Avant peu, ils traversaient les formidables portes de la cité, écrasés par la hauteur des murailles de pierres centenaires qui les surplombaient. De l'autre côté, Agathil se découvrit à ses nouveaux arrivants dans toute sa grandeur nocturne. Au-delà des remparts, passé les grandes portes de la cité, s'étendait une large rue qui s'enfonçait droit devant eux, semblant à première vue ininterrompue jusqu'aux flancs de la montagne qui s'élevait de l'autre côté d'Agathil. Les bâtiments de part à d'autre de la rue étaient taillés dans la même pierre que le mur d'enceinte de la cité et, remarqua Altéria, leur taille était d'une précision telle qu'on peinait à distinguer les jointures entre les blocs. Ces bâtisses culminant sur un à deux étages affichaient un aspect sobre et fonctionnel et s'étalaient de part et d'autre de l'artère principale, éclairées sur leurs façades de quelques torches à la flamme vacillante.
Progressivement, à mesure que les novices avançaient le long de la grande rue, des silhouettes silencieuses commencèrent à apparaître sur certains toits. D'abord rares, les silhouettes devinrent de plus en plus nombreuses sur les toits, jusqu'à atteindre de petites foules amassées en silence en haut des bâtiments. Le vent qui balayait par moment la cité faisait tournoyer par moment les étoffes blanches des caves autour des discrets témoins, trahissant leurs identités.
La procession se poursuivit encore de longues minutes, où les novices s'enfoncèrent dans les profondeurs de la cité sous le regard de dizaines d'Enartiens silencieux. Finalement, alors qu'Altéria commençait à douter qu'ils atteignent un jour la fin de leur voyage, la rue s'élargit pour s'ouvrir sur une grande place sur laquelle se déversèrent les nouveaux arrivants. Un murmure ébahi commença dès lors à s'élever de la foule des novices à mesure qu'ils prenaient conscience de la vision qui leur était offerte.

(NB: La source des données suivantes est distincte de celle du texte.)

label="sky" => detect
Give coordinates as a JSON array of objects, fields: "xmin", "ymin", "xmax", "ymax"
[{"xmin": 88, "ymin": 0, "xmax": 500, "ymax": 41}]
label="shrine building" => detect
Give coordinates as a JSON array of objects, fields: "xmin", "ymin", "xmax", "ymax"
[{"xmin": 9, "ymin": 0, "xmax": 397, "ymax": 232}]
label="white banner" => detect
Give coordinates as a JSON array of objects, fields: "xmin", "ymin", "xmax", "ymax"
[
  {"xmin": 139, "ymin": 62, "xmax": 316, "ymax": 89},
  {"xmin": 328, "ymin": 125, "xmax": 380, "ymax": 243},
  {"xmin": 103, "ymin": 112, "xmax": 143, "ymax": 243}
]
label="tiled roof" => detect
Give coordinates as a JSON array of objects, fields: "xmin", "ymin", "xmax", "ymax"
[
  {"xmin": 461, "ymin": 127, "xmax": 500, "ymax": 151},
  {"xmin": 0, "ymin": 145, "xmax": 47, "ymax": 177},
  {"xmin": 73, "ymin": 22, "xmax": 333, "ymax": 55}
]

La place prenait la forme d'un grand demi-cercle pavé dont la partie centrale était légèrement surélevée avant de donner naissance à un escalier qui montait vers la montagne. Le flanc de celle-ci avait été creusé, ornant la roche d'une gigantesque façade qu'Altéria ne pouvait que qualifier de palais. Des rangées d'arcades s'alternaient avec des demi-colonnes creusées dans la montagne et plusieurs alcôves percées ça et là abritaient de véritable brasero, éclairant les parois de pierre d'une lumière rouge. Dans l'obscurité de la nuit, il semblait qu'aucune pierre n'eut été rajouté à l'édifice, celui-ci paraissant entièrement issu du travail de la roche dure de la muraille naturelle d'Agathil. Au pied de la façade, près des arcades les plus basses, s'étendait une terrasse de pierre qui surplombait la place et sur laquelle onze silhouettes étaient éclairées par des brasiers allumés tout autour d'eux.

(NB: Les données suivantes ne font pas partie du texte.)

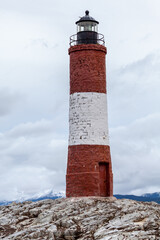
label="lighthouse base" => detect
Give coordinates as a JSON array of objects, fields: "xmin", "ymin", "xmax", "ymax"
[{"xmin": 66, "ymin": 145, "xmax": 113, "ymax": 197}]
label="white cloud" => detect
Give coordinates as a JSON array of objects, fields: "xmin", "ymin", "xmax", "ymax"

Parmi eux, Altéria put reconnaître la silhouette et le crâne lisse d'Ieza. Le vieil homme était vêtu d'une somptueuse tunique pourpre richement brodée d'or qui scintillait à la lumière des flammes et une vision frappa immédiatement la jeune femme. A l'exception de l'homme se tenant au centre du groupe, les tenues de ceux qui accompagnaient Ieza étaient toutes aux couleurs attribuées à l'un des sceaux énartiens, tandis que le dernier était vêtu d'un large manteau qui paraissait faite d'or transformé en tissu. Altéria avait déjà vu des parures d'or, certaines des dernières familles riches de Saisio se paraient parfois de manière ridiculement ostentatoire de tous les bijoux qu'ils possédaient encore, mais cette tenue là était différente. La tenue était sobre, bien plus que celles des autres figures de l'estrade, et sa couleur évoluait selon les mouvements de son porteur, allant de l'or vif à des nuances beaucoup plus sombres, proches du bronze. Sous ce manteau pareil à une feuille de métal, l'homme semblait habillé de manière très sobre, voire austère. Autour de lui, les dix figures ne pouvaient que rappeler immédiatement par leurs couleurs les bougies de l'Appel.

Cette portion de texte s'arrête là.